Other obstacles to greater African trade in food staples include export and import bans, variable import tariffs and quotas, restrictive rules of origin, and price controls. Often devised with little public scrutiny, these policies are then poorly communicated to traders and officials. This process in turn promotes confusion at border crossings, limits greater regional trade, creates uncertain market conditions, and contributes to food price volatility.
“The key challenge for the continent is how to create a competitive environment in which governments embrace credible and stable policies that encourage private investors and businesses to boost food production across the region, so that farmers get the capital, the seeds, and the machinery they need to become more efficient, and families get enough good food at the right price,” said Paul Brenton, World Bank’s Lead Economist for Africa and principal author of the report.
The World Bank is a key source of knowledge on trade policy issues, analysis and investments for trade-related infrastructure at the country level. The institution’s agriculture support for Africa has grown significantly over the past decade, according to the Bank.

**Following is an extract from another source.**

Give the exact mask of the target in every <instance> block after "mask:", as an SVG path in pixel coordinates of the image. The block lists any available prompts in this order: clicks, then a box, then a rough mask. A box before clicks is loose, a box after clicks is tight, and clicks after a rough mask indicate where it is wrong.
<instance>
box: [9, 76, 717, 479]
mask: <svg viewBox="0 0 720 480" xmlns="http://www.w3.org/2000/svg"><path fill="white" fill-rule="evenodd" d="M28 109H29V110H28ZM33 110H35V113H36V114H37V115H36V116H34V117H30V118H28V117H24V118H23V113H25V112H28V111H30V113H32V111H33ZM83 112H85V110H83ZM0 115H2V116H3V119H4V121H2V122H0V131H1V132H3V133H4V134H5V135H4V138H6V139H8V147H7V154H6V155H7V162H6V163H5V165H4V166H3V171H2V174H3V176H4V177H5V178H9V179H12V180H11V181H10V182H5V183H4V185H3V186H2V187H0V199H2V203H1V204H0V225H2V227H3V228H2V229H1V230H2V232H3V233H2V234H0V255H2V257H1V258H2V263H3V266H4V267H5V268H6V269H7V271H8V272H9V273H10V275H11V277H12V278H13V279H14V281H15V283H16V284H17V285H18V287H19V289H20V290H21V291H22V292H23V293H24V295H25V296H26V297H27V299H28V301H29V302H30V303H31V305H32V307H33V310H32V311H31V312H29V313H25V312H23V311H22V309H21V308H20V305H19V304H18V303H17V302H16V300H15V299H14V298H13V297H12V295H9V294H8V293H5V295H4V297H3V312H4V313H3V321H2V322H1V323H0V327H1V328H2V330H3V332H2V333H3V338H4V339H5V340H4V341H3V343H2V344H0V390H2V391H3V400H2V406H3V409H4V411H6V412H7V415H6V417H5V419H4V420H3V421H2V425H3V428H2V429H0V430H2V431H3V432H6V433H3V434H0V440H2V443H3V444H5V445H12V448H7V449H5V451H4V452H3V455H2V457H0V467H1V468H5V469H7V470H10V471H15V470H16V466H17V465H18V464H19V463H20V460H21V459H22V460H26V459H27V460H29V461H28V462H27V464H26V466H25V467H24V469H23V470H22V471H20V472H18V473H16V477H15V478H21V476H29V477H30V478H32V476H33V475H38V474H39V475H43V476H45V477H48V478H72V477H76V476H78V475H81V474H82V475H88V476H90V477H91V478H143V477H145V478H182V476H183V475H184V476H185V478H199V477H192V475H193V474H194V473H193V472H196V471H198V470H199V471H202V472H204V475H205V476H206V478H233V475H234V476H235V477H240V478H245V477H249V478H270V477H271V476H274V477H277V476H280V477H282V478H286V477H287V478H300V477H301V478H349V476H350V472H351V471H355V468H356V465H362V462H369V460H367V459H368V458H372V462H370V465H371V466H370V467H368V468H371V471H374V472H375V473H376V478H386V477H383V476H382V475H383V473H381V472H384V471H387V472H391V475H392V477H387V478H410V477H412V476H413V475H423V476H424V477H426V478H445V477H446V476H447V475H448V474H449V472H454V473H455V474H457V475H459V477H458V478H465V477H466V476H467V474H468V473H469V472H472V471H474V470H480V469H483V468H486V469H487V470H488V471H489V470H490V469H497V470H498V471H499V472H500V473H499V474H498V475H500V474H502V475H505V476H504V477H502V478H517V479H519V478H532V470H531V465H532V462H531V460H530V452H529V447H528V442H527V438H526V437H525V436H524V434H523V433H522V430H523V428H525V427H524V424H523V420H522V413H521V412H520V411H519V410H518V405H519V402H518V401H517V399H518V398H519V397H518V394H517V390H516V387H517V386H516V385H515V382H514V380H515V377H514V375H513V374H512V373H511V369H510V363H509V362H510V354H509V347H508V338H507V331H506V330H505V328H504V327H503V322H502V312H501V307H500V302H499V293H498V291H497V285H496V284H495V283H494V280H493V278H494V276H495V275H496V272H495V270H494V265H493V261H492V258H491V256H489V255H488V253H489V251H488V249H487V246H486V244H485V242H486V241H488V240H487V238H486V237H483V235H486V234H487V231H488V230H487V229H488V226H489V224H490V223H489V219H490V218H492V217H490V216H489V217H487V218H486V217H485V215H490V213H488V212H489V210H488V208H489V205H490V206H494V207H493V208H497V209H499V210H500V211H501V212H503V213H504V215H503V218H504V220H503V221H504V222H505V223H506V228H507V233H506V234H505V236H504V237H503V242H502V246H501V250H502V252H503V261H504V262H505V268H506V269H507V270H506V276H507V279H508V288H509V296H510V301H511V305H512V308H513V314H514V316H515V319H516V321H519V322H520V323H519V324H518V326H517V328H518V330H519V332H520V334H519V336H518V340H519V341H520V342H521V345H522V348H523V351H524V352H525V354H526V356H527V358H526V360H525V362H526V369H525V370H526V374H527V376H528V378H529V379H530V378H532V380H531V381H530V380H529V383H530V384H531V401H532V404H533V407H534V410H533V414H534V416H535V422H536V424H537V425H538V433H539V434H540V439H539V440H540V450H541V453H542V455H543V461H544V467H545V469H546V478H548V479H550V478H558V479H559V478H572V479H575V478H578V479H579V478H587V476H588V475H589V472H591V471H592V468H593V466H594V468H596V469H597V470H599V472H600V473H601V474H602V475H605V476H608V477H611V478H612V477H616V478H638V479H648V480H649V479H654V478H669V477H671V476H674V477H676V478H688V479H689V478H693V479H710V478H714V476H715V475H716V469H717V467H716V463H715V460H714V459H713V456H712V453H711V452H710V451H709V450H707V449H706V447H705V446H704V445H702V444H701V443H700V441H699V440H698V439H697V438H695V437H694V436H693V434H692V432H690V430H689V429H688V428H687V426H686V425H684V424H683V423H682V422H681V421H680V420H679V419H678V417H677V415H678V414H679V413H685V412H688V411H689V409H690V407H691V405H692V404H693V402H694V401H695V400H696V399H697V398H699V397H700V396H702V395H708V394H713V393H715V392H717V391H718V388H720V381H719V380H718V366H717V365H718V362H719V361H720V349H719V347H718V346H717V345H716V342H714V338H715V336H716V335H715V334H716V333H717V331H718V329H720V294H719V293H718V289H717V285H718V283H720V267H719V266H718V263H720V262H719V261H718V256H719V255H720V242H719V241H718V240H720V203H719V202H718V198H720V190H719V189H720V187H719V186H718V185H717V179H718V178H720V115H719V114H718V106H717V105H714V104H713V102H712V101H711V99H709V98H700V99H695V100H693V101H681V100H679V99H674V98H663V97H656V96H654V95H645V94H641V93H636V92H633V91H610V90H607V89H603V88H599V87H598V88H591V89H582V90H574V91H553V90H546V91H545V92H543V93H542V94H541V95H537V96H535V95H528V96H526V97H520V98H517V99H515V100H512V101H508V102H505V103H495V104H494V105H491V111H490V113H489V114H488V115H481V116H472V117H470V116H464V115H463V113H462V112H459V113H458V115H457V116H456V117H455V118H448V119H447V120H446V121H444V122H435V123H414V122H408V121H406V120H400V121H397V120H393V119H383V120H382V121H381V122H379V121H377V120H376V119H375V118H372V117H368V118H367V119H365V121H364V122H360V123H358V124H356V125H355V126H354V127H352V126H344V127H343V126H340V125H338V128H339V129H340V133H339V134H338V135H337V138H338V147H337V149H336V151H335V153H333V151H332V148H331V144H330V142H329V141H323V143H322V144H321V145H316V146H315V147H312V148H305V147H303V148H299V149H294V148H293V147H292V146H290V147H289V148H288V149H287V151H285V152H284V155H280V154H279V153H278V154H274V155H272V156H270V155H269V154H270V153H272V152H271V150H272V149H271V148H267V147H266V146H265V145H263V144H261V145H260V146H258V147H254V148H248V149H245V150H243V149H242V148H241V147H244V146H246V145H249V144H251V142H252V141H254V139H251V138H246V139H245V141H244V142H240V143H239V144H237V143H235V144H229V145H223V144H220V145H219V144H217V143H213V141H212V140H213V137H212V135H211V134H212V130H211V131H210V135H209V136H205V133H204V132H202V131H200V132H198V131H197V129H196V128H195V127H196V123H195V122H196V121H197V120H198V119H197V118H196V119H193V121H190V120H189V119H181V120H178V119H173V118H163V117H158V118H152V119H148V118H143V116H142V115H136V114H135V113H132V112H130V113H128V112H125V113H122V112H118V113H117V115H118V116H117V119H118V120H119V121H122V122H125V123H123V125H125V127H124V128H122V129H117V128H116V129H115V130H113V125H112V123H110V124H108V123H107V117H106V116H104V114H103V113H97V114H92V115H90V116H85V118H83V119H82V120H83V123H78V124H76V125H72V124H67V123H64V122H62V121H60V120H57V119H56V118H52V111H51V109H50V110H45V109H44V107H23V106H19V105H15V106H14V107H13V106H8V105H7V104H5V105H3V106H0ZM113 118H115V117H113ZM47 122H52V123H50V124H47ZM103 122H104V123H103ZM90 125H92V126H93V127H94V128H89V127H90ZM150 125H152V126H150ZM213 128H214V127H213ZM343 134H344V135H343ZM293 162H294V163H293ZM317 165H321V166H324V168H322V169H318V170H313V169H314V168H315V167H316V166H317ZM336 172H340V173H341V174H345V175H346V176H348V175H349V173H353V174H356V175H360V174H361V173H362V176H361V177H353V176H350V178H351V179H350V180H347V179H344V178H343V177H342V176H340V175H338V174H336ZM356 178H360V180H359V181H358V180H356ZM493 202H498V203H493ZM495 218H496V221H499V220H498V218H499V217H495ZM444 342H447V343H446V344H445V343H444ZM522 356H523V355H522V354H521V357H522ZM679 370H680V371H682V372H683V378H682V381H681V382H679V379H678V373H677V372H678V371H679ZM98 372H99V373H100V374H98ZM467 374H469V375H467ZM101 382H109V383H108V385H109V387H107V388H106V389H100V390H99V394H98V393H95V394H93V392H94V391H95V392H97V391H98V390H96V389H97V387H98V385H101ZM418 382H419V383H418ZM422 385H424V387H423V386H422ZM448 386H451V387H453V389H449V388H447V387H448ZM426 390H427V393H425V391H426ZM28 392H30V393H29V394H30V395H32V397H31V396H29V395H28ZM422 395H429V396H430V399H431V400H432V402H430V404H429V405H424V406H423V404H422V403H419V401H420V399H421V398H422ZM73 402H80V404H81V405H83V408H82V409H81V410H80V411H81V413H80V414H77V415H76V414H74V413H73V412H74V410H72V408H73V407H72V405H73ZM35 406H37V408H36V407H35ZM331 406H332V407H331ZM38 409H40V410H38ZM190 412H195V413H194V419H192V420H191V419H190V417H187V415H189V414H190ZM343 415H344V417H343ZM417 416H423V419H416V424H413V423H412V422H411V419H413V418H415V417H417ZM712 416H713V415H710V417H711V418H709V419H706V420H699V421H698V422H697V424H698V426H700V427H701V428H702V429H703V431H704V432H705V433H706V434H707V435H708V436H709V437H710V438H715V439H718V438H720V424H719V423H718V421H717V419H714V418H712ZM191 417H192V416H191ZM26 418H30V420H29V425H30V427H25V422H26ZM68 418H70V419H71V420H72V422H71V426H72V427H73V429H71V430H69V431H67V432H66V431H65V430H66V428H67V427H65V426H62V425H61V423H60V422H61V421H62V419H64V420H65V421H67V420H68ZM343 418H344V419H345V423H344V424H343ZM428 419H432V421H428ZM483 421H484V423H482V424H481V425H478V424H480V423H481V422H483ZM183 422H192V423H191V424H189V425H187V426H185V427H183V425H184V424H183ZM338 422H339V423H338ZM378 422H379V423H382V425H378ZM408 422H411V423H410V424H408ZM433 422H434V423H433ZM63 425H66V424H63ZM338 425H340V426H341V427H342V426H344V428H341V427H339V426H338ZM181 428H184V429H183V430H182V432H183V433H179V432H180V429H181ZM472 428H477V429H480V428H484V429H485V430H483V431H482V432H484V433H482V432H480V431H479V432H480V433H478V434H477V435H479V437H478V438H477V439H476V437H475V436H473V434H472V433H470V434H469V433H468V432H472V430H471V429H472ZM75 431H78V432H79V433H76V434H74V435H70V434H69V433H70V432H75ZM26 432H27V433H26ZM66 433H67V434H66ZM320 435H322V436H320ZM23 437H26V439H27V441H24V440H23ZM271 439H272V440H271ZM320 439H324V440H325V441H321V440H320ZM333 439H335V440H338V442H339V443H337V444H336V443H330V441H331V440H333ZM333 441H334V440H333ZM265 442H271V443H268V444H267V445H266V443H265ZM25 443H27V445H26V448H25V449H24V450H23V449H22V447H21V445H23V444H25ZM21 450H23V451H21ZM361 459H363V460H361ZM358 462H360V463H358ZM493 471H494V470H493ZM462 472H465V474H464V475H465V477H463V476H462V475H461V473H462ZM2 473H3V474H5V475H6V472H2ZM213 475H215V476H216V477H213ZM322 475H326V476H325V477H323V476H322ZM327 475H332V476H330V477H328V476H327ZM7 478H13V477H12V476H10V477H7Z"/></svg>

Concessional lending totalled US$1.07 billion in fiscal year 12 (July 11-June 12): a fourfold increase from financial year 2003.
The share of trade-related lending in total Bank lending has also grown from an average of two percent in 2003 to five percent in 2012. New trade-related commitments in 2013 are expected to increase to US$3 billion, 70 percent of which will go to Africa.
Since 2008, World Bank Group lending for agriculture and related sectors in sub-Saharan Africa total approximately US$5.4 billion.